和田晃一良氏 独占インタビュー

 2019年4月5日、パレスホテル東京の「葵の間」には、ソニーの現役役員やOB、IT企業社長など、そうそうたる顔ぶれが集まっていた。「マネックスグループ株式会社20周年記念パーティ」の会場にネクタイを締めたスーツ姿の和田晃一良氏がいた。

 和田氏は壇上にも上がり、マネックスグループの松本大会長兼代表執行役社長CEOが打ち出した「第二の創業」のアイコンとなっていた。

 「今、MONEXは創業時と同じように、ブロックチェーンを初めとする様々な新しいテクノロジーを眼前にし、その流れに乗ろうとするだけでなく、その流れに入りながらそれらを活用して自ら多くの変革を起こし、世界の資本市場のあり方に、我々が主体となって革命を起こすことを目的としていきたい」

 2017年10月27日に発表したミッションステートメントの中で、松本社長はこう記している。

 また、こうも記している。

 「伝統的な金融商品やサービスを更に充実させつつ、固定概念や古い常識に囚われずに、今の時代に必要とされているサービスをデザインし、提案していきたい」

 自らがエンジニアであり、創業者でもあった和田氏に寄せられる期待は大きい。

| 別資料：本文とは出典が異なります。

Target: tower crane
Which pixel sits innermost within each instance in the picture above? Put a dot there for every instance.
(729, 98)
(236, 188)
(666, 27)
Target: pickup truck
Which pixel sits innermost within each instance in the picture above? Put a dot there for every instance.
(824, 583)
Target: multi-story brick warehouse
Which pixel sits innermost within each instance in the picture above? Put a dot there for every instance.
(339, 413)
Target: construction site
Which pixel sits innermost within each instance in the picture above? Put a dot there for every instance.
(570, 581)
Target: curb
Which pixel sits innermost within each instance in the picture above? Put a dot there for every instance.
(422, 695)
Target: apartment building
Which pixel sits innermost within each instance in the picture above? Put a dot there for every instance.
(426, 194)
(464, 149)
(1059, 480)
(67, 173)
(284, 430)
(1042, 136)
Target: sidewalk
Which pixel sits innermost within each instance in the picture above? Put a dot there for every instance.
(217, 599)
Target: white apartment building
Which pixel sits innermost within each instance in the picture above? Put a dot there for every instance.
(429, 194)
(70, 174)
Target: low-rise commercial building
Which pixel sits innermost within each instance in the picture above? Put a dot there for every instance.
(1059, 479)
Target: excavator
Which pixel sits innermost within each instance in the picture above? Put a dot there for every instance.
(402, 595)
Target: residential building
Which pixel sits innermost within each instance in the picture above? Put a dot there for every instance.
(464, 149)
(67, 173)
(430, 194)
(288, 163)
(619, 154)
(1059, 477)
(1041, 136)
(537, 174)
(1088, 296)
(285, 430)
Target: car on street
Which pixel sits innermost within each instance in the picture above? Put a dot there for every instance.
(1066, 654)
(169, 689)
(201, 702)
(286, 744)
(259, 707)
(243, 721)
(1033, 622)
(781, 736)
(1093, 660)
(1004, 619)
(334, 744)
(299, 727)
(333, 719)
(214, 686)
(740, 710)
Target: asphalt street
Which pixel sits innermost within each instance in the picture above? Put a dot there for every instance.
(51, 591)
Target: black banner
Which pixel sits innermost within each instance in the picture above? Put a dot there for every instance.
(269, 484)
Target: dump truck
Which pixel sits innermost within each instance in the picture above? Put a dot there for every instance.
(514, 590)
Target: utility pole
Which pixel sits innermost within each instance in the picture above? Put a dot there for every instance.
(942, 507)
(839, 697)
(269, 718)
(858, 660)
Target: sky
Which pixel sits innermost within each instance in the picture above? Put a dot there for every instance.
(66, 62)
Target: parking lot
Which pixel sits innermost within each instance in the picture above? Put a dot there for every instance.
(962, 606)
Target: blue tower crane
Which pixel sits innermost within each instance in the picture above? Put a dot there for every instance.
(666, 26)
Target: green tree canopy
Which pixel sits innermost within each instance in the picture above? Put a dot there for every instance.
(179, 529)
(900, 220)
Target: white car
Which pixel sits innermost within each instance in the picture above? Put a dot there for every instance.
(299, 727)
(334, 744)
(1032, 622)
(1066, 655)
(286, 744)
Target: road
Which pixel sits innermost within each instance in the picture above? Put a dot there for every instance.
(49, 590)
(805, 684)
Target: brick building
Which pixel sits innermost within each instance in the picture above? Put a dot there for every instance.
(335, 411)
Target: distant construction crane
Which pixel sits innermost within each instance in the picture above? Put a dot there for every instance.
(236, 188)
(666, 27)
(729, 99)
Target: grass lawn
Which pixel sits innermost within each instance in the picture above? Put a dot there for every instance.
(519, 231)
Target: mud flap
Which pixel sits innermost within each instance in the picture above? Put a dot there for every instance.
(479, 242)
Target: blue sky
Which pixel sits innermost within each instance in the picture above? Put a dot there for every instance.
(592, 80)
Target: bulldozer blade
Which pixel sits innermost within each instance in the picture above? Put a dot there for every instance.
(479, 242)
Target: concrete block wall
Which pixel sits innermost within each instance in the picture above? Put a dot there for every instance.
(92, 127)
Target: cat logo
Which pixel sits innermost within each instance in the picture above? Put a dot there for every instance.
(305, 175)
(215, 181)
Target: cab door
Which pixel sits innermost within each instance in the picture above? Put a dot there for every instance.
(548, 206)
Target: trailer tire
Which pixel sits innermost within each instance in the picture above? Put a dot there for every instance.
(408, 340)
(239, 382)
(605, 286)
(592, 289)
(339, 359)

コインチェック自らが起こした流出事故で、逆風が吹き荒れた国内の仮想通貨業界だが、和田氏は今、仮想通貨の未来をどう見ているのだろうか。

 初めてコインチェックを作ったとき、仮想通貨は決済手段として普及するのではないかという仮説を持っていた。だが、この仮説が大きく外れていたことを後に知ることとなった。越境EC(電子商取引)などには適しているが、日常生活の決済では普及が進まなかった。

 だが、そうはいっても仮想通貨のメリットは国を超えて手軽に送金できる点だ。この特性が如実に表れたのが仮想通貨で資金を調達する「ICO(Initial Coin Offering)」だろう。国境を越えて送金できるメリットが存分に生かされている領域だ。

 しかし、ICOは気軽にできる点が悪用され、詐欺的な案件が多いという問題を抱えていた。しかし、状況は少しずつ変わりつつある。あくまでも肌感覚だが、現在出てきているICOの案件はきちんとしたプロジェクトが多い。劇的に変わった資金調達方法によって、今後成功するプロジェクトが次々と出てくるとみている。

 マネックスグループに加わった今、僕はコインチェックの技術領域を主にリードしている。専属でセキュリティー対策強化を進める「サイバーセキュリティ推進部」を立ち上げ、常時ネットワークをモニタリングしたり、脆弱性をチェックしたりしている。第三者企業にお願いして外部からのペネトレーションテスト(侵入テスト)なども繰り返してきた。

 エンジニアの採用も拡大し、現在では当時と比べて2倍になった。今後は、海外からの採用も視野に入れている。加えて、マネックスグループの各社と技術面での連携も進めていく考えだ。

理想の経営者像は自分の中にある

 僕自身、エンジニアであり、経営者でもある。今後も仮想通貨事業は、「技術への深い理解」と「経営」を切り離すことはできないと考えている。コインチェックの前身であるレジュプレス時代から、基本的には1つのプロダクトに注力してやってきた。だが、今後はサービス規模が大きくなるにつれ、複数の事業を走らせていくことも出てくるだろう。どの領域にどのリソースを配分するのか、ポリシーを持って判断していく必要が出てくる。

 これまでも、これからも、時代に合ったプロダクトを作り出していきたい。だが、テクノロジーが先行したものを作っても、世の中からは受け入れられることはない。テクノロジーは手段でしかない。テクノロジーと経営の双方のバランスをうまく執りながら事業を進めていき、新しい経営者像を模索していく。自分に足りないことは周囲の協力を得ながら、挑戦していきたい。

 尊敬している経営者は特にいない。自分の中にある理想像を追い求め、模索しながら少しずつ体現していければしていければと考えている。